Nine states reported closings and loss of funding.

The end of 2011 also draws the curtain on scores of public, education and government (PEG) channels because many of the “statewide/state-issued video franchise” laws have created situations where cuts in funding have made it impossible for those channels to continued operation.


The PEG channel advocacy group American Community Television (ACT) has listed the financial situations in nine states. By state, those situations are:

California: At least 51 PEG access centers have been shut down in California. In Los Angeles Time Warner shut down 14 public access centers and with the federal law that limits support for PEG channels to capital expenses, the municipality could not afford to fund those access centers.

Florida: All PEG channel funding ends on Jan. 1, 2012. In addition, cable operator Bright House has moved the PEG channels out of its “basic tier” of cable service into the more expensive non-basic digital tier where many customers cannot receive the channels without renting additional equipment.
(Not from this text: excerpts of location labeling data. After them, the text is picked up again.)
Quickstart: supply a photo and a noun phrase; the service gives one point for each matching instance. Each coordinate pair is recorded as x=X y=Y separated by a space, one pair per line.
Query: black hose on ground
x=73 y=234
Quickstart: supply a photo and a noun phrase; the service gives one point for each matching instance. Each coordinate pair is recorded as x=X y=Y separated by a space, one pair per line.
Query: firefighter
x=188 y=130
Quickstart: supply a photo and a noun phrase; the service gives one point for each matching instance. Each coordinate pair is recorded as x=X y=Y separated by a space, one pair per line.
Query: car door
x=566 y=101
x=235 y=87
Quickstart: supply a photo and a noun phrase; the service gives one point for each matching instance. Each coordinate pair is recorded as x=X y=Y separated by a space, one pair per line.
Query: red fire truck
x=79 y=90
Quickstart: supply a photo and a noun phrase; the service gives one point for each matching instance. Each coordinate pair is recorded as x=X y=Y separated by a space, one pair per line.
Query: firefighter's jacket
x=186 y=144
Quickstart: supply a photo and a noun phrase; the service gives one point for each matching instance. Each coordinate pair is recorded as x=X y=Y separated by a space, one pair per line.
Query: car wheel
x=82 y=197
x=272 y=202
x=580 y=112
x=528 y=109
However, 40 percent of Bright House customers do not receive digital cable keeping PEG channels from about 170,000 subscribers in Tampa, St. Petersburg, Hillsborough County and Manatee. In addition, state law allows cable operators to conduct “pushpolling” of subscribers, and only if a majority of subscribers respond that they want the PEG channels will operators provide those channels. Communities such as Palm Beach, West Palm Beach, Miami, Tampa and Pinellas County have either lost, or are losing their funding, and the access channel in Port St. Joe is threatened.

Illinois: Comcast has notified the villages of Mundelein, Graystake, the Community High School District 128 and the Cook Memorial Library District that it will no longer broadcast village, school or library board meetings.
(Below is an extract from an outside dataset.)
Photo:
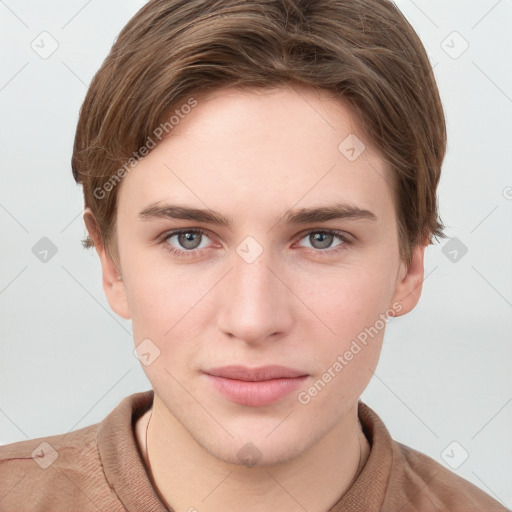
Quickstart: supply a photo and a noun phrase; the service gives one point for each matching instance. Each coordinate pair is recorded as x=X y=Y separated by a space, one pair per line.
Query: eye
x=322 y=240
x=187 y=240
Indiana: Comcast has notified producers in Goshen, Hammond, Merrillville, Mishawaka, Plymouth, Portage and South Bend that it would be closing production studios and playback facilities for public access TV. However, ACT says the closing of those facilities might be in violation of the statewide franchising law.

Kansas: The has been a loss of PEG funding, and Salina Community Access Television—in a Cox service area—has lost $150,000 per year, or about a third of their budget. In addition, Cox will not continue to provide the cable drops to Salina its PEG center, or Kansas State University, unless they paid $450 per month for each drop.

Missouri: All PEG channel funding ends on Jan. 1, 2012. In addition, Charter Communications has assigned the PEG channels to the 900-channel range with the most recent re-assignment occurring in St. Louis County. Charter also informed the town of Farmington that it would lose its channel in January and that it would have to lease a channel if wanted to continue to broadcast city council meetings.

North Carolina: Statewide franchising created a PEG capital fund that promised $25,000 to each channel, but—because the number of PEG channels was underestimated—the amount distributed to each was only $6,000. However, the state legislature corrected the problem by doubling the amount of PEG support the operators have to pay. In addition, Time Warner has refused to provide channels in Nash County and Henderson, and it terminated PEG support and studios.

Ohio: All PEG channel funding ends on Jan. 1, 2012. The statewide law allows cable operators and telephone companies to charge communities for transmission of those channels, charges that can reach $100,000 per year.

Wisconsin: All PEG channel funding ended on May 1, 2011. In addition, Charter Communications attempted to reassign all the PEG channels into the 900-channel range until a lawsuit was threatened. Charter then provided the PEG channels with an analog channel, but continues with plans to permanently place the PEG channels at the 900 settings when it transitions to digital.